In January 2005, we decided to reorganize as a Savings Bank (a real one). This would eliminate the problems of our informal system and increase dramatically the immediate benefits to individuals, local businesses, and the community. Once we decided to get real, all sorts of people got excited about the idea.
That’s when I started studying microeconomics, risk‐management, real‐estate investment, automated check‐processing technology, and bank management. I did feel a little like a gigantic insect for a few days. But it was fun. Drafting an elegant business plan, with help from experts all over the United States, we prepared to give birth to the Common Good Bank.
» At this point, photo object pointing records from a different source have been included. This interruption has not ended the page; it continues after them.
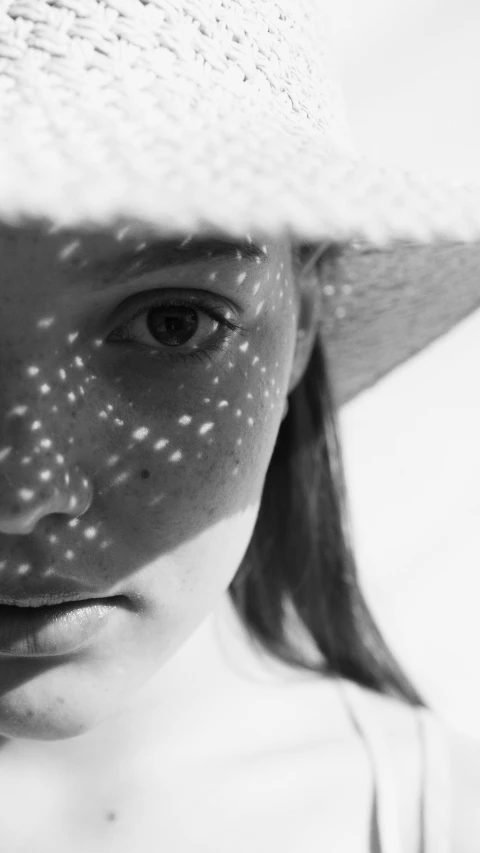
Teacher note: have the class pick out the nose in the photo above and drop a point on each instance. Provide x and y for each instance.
(25, 501)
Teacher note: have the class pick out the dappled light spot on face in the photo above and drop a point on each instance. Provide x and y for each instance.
(205, 428)
(45, 322)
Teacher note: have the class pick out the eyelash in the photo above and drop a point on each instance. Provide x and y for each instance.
(212, 310)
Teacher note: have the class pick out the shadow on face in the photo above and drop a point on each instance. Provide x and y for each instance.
(142, 383)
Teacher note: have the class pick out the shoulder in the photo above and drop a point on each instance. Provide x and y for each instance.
(464, 759)
(396, 724)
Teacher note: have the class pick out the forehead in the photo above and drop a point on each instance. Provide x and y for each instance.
(111, 253)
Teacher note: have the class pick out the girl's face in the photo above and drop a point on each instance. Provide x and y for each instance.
(137, 425)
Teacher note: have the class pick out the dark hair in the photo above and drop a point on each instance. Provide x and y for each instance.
(300, 557)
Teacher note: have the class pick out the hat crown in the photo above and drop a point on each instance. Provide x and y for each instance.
(121, 56)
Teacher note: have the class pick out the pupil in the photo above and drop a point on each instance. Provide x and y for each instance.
(172, 326)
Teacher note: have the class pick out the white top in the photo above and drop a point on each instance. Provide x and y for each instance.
(259, 756)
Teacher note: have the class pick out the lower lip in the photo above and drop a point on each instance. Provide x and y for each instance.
(56, 630)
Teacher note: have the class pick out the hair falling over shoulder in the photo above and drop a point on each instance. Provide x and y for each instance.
(300, 556)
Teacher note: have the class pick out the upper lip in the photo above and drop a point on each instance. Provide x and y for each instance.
(40, 598)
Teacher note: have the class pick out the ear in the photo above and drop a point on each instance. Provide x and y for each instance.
(309, 296)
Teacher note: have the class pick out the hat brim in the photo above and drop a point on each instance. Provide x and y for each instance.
(380, 307)
(266, 172)
(256, 168)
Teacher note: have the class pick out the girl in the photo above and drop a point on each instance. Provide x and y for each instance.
(186, 658)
A Bank to Benefit Everyone
As the plan developed, we kept discovering more potential benefits for everyone. Our annual financial benefit to the community is projected to be as much as $100,000 by the end of the first year. This could provide additional funding for public education, social services, the arts, public gardens, emergency services, community development, food pantries, and many other worthwhile purposes.
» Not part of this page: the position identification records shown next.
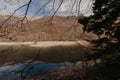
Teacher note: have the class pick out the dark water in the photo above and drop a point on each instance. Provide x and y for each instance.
(29, 70)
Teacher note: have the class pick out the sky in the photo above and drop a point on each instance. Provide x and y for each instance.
(38, 7)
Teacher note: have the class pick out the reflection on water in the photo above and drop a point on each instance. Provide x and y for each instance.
(29, 70)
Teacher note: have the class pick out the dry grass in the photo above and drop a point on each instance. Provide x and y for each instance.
(22, 53)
Benefits to individuals will include better rates on deposits, better rates on loans, lower fees, affordable stock with a planned return limited to prime minus 1.5 percent (currently about 6.25 percent), rebates from local merchants (typically 5 or 10 percent), and a local debit/ credit card for purchases and cash withdrawals in every nearby town.
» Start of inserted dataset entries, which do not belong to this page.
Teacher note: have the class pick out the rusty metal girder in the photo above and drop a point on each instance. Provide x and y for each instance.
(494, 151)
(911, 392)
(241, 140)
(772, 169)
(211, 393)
Benefits to local businesses will include a focus on small business lending, incentives to buy local, funding for economic development, negotiable credit lines, 24/7 advertising, and local debit/credit cards with no fees and immediate deposit to the merchant’s account, processed by card‐swipe or touch‐tone phone.
We plan to open the Common Good Bank in October 2007, with 3,300 founding members. Anyone anywhere can join. You can sign up today (or support the project) by visiting commongoodbank.com. Or call me.
Common Good Bank will be a new financial system generating funds to benefit the community. Its spending and lending priorities will be decided by direct democracy to serve the common good. Common Good Bank will be, in effect, a seedling for a sensible and compassionate decentralized democratic economy. Whether this seedling will grow to become the world of our dreams within one generation, time will tell.
I hope you will join us.
Chicken Soup for the Cockroach’s Soul
Pursuing this calling has overfilled my cup. At a time when so many people are despairing, I am blessed with an unfailingly hopeful vision of our future and a clear view of one possible path from here to there—seeing it everywhere in everything, like a set of architectural overlays. Spending hours talking to people about the bank, I hold out to them this hope for the future, expecting that each person will have a piece of the Truth—some nugget of insight that will improve our plan, so that it may truly lead to a society to benefit everyone. This feeds my soul. It strengthens my loving bond to all of humanity. It’s a wonderful life.
The project described in this article has been influenced by the Friendly Economics group at Mt. Toby Meeting.